O time do Colégio Londrinense, mantido pela Unifil e que recebeu a verba padrão de R$ 55 mil no ano passado para representar a cidade nos Jogos Abertos do Paraná (JAPs), foi extinto no início deste mês. O técnico Humberto Maccagnan Júnior, que no ano passado já havia assistido à debandada de seus atletas para o futsal italiano no meio do campeonato, alimentava esperanças de manter parte da equipe este ano. Porém, seria em parceria com a Prefeitura de Ibiporã, já que a de Londrina anunciou que não participará mais dos JAPs.
Após ver as portas se fecharem em Londrina, no final de dezembro a Unifil procurou a Prefeitura de Ibiporã para juntas unirem os seus elencos (o Ibiporã Futsal também disputou com dificuldades a Chave Prata em 2005) e montarem um time que representaria a região no Estadual. ''Estava tudo certo, mas agora em fevereiro fiquei sabendo que a Unifil desistiu do projeto para investir só no handebol masculino.
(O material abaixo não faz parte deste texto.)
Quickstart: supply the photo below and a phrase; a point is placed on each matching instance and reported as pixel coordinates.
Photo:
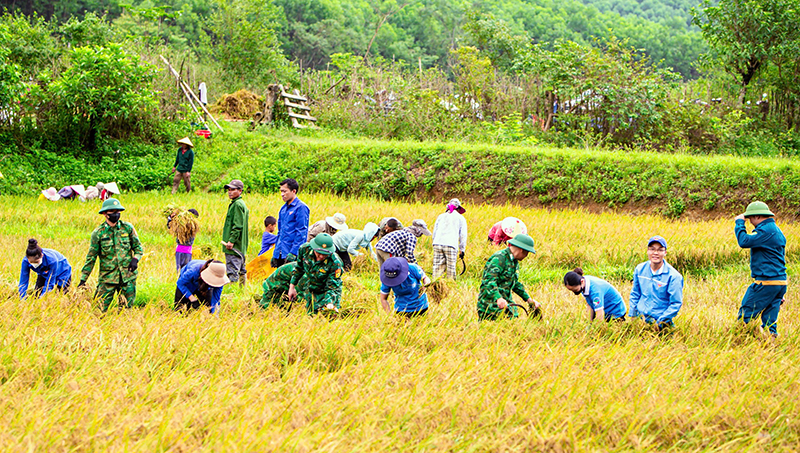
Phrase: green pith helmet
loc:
(758, 208)
(322, 244)
(112, 204)
(524, 242)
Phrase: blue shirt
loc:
(292, 228)
(189, 283)
(406, 294)
(600, 295)
(267, 241)
(54, 268)
(656, 296)
(767, 247)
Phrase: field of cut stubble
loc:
(146, 379)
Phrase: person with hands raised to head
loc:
(500, 278)
(52, 270)
(116, 246)
(767, 247)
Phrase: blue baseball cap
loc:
(658, 239)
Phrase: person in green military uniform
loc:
(234, 233)
(276, 287)
(116, 245)
(500, 279)
(317, 278)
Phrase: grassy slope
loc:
(147, 379)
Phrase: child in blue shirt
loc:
(405, 280)
(269, 238)
(602, 299)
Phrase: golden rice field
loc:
(147, 379)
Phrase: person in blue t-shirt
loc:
(52, 268)
(603, 300)
(406, 281)
(269, 238)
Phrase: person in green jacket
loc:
(183, 165)
(116, 245)
(276, 287)
(234, 233)
(317, 278)
(500, 279)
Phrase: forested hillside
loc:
(421, 31)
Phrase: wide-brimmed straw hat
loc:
(215, 274)
(186, 141)
(513, 226)
(394, 271)
(337, 221)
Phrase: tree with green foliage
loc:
(745, 35)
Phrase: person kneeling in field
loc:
(52, 270)
(317, 278)
(201, 282)
(406, 280)
(603, 300)
(767, 247)
(500, 279)
(657, 293)
(276, 287)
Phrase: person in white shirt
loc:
(449, 239)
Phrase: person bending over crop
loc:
(201, 282)
(500, 279)
(767, 247)
(406, 280)
(317, 278)
(276, 287)
(116, 245)
(657, 293)
(603, 301)
(52, 270)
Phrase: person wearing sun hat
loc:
(201, 282)
(317, 277)
(449, 239)
(116, 245)
(657, 292)
(405, 280)
(500, 279)
(330, 225)
(184, 161)
(767, 247)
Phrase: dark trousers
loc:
(347, 264)
(182, 302)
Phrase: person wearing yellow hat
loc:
(767, 247)
(201, 282)
(183, 165)
(317, 277)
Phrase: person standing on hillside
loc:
(183, 165)
(52, 270)
(317, 278)
(449, 239)
(330, 225)
(657, 293)
(603, 300)
(116, 245)
(234, 233)
(292, 224)
(767, 247)
(401, 243)
(500, 278)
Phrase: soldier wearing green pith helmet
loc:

É uma situação triste'', lamentou Maccagnan.
Equívoco Maccagnan criticou a decisão da Fundação de Esportes de Londrina (FEL) de cortar toda a verba dos times adultos pelo fato de Londrina não disputar mais os Jogos Abertos. ''É uma atitude equivocada. Se não concordam que algumas modalidades fiquem treinando dez meses para competir em apenas uma semana, no nosso caso acontece o contrário. Temos um campeonato de dez meses que vai até dezembro. O futsal vive sozinho, tem uma federação forte, tem calendário e não depende dos JAPs'', argumentou Maccagnan.
Segundo o ex-treinador do Colégio Londrinense, a verba mensal que a FEL repassava ao clube (R$ 5,5 mil) dava apenas para pagar uma ajuda de custo aos atletas, comprar equipamentos e material esportivo. ''As despesas com viagens, alimentação, comissão técnica e taxas de arbitragem eram todas pagas pela Unifil'', informou.
Apesar de perder muitos atletas para o futsal italiano, a equipe continuou sendo muito procurada por atletas de fora, segundo Maccagnan, devido ao atrativo da bolsa de estudos para fazerem uma faculdade. ''Agora que não tem mais equipe adulta em Londrina, a cidade irá formar jogadores para os vizinhos. Vai investir até os Jogos da Juventude e quando eles (os jogos) terminarem o atleta vai fazer a mala e ir embora'', criticou.
Dos atletas do Londrinense que encerraram a temporada 2005, a maioria foi para o time de Ibiporã, que terá o apoio apenas de patrocinadores locais para jogar a Chave Prata. Dois destaques, o pivô Lucas e o ala Rodrigo, acertaram com Maringá para disputarem a Chave Ouro.